Пока наступление продолжалось, все шло хорошо. Во всяком случае, так могло показаться. «Давно жданный момент наступил. Армии свободной страны перешли в наступление. И первый день наступления принес революционной России ее первую победу на фронте», – убеждала передовица «Утра России», написанная Вышеславцевым. Разумеется, главным героем был Керенский: «Армия поняла своего министра и поверила ему. Министр проник в народную душу русского солдата и уверовал в нее»26. 22 июня (5 июля) в Петрограде вновь прошла гигантская демонстрация в поддержку наступления. Ее участники несли транспаранты с призывами довести войну до победы и портреты Керенского. Военная лига заказала торжественный молебен в Казанском соборе, площадь перед которым была битком забита

людьми27.

Знаток солдатских душ тем временем продолжал ездить по фронту, призывая идти вперед, передавая армии многочисленные приветствия из тыла, в том числе и от Всероссийского съезда рабочих и солдатских депутатов и Исполкома крестьянских депутатов. Все они призывали сохранять дисциплину и двигаться вперед. Самого «главноуговаривающего» все еще встречали и провожали аплодисментами28. Успех наступления казался естественным. «Ведь это революционная страна побеждает императорский произвол, – сообщал в статье «Русский инвалид». – Ведь это красные знамена повергают к земле черного орла… Германцы должны, наконец, понять, что надежды на бессилие русской революции были преждевременны и наивны. Им остается один путь. Путь воздействия на свое правительство, путь принуждения правящих классов к миру без аннексий и контрибуций»29.

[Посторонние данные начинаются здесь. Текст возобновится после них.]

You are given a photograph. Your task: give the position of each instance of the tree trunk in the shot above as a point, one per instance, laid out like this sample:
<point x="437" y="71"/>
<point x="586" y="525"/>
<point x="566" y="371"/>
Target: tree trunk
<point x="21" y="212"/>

«6 и 7 июля русское наступление против 3-й австро-венгерской армии южнее Днестра увенчалось полным успехом. Австро-венгерские войска подались назад, – отмечал Людендорф, – только что прибывшая свежая германская дивизия пыталась остановить отступление, но была увлечена общим потоком. Русские продвинулись до Ломницы и заняли Калуш. Положение главнокомандующего востоком было критическое»30. Оно только ухудшилось, когда 25 июня (8 июля) в лесистых Карпатах начала наступление 8-я армия Корнилова. Под Станиславовым фронт был прорван на участке шириной в 25 верст31.

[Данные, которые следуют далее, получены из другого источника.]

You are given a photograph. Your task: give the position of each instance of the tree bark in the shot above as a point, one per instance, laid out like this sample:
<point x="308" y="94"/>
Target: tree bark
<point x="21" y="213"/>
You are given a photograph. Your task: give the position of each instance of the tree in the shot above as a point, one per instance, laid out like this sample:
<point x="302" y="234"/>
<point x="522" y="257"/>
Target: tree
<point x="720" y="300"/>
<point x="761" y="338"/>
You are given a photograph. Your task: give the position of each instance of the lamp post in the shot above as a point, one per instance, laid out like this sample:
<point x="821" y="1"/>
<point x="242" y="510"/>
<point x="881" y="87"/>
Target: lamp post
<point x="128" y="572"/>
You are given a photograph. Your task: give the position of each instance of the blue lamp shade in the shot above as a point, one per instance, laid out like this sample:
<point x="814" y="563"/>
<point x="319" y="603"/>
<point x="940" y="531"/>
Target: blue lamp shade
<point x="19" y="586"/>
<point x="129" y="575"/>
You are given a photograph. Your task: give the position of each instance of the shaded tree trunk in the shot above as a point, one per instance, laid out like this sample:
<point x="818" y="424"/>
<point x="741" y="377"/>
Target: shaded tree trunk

Командование армии было вынуждено потратить немало времени и сил на то, чтобы подготовить этот удар. Начальник штаба армии вспоминал: «Помимо естественной перегруппировки войск в армии и разработки плана операции приходилось заниматься уговариванием войсковых частей, чтобы добиться их согласия принять участие в предполагаемом наступлении. Уговаривали все от младших начальников до командующего армией включительно»32. Уже в первый же день прорыва Корнилов сообщил о значительных успехах: в плен попало свыше 6 тыс. пленных, было захвачено свыше 20 орудий33. Германо-австрийская пропаганда обращалась к русской армии с энергичными призывами к миру, уверяя их в том, что наступление нигде не имело успеха. Эти призывы сопровождались обвинениями: «Наступление русской армии является преступлением против человечества и в особенности против России, учитывая неоднократно выраженную нами готовность к заключению мира»34.

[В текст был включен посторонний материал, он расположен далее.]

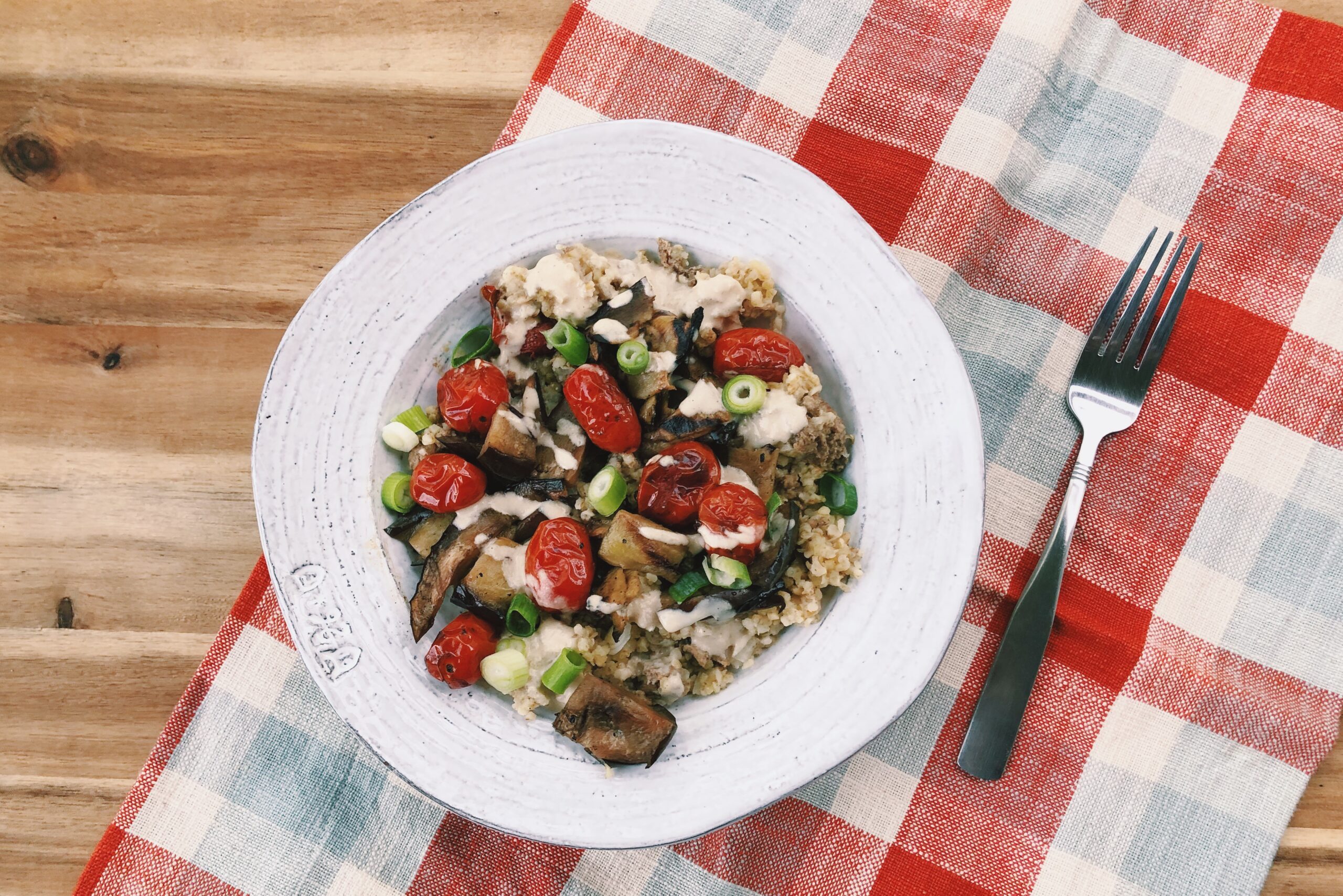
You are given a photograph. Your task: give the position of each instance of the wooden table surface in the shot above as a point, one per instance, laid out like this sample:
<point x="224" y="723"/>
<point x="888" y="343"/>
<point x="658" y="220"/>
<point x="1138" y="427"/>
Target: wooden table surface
<point x="179" y="178"/>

Вечером 27 июня (10 июля) войска Корнилова вошли в Галич: в городе было захвачено 3 тыс. пленных и 30 орудий35. К 11 июля было взято в плен до 40 тыс. солдат и офицеров противника, свыше 100 орудий, включая тяжелые, в том числе и одну 12-дюймовую гаубицу36. Тем не менее реальная обстановка вовсе не располагала к торжествам и праздникам. Даже на ЮгоЗападном фронте русское наступление сразу же столкнулось с проблемами. Вместе с восторженными отзывами сразу же появились сведения и об отказе некоторых частей выступать на позиции37.

В атаку шли или верные своему долгу обреченные единицы, или массы, видевшие в этом сражении последнюю битву за мир. Одни видели в Германии главного виновника развала собственной страны, традиционного врага, другие – главного противника мира. Этим и объясняется жестокость последнего наступления русской армии, отмеченная иностранными наблюдателями: «Оказалось, что русские, которые пошли в атаку, были гораздо более кровожадны, чем обычно. Они убили большую часть немцев, попавших им в руки. Паркер (один из членов военной делегации Антанты. – А. О.) видел много их, заколотых штыками»38.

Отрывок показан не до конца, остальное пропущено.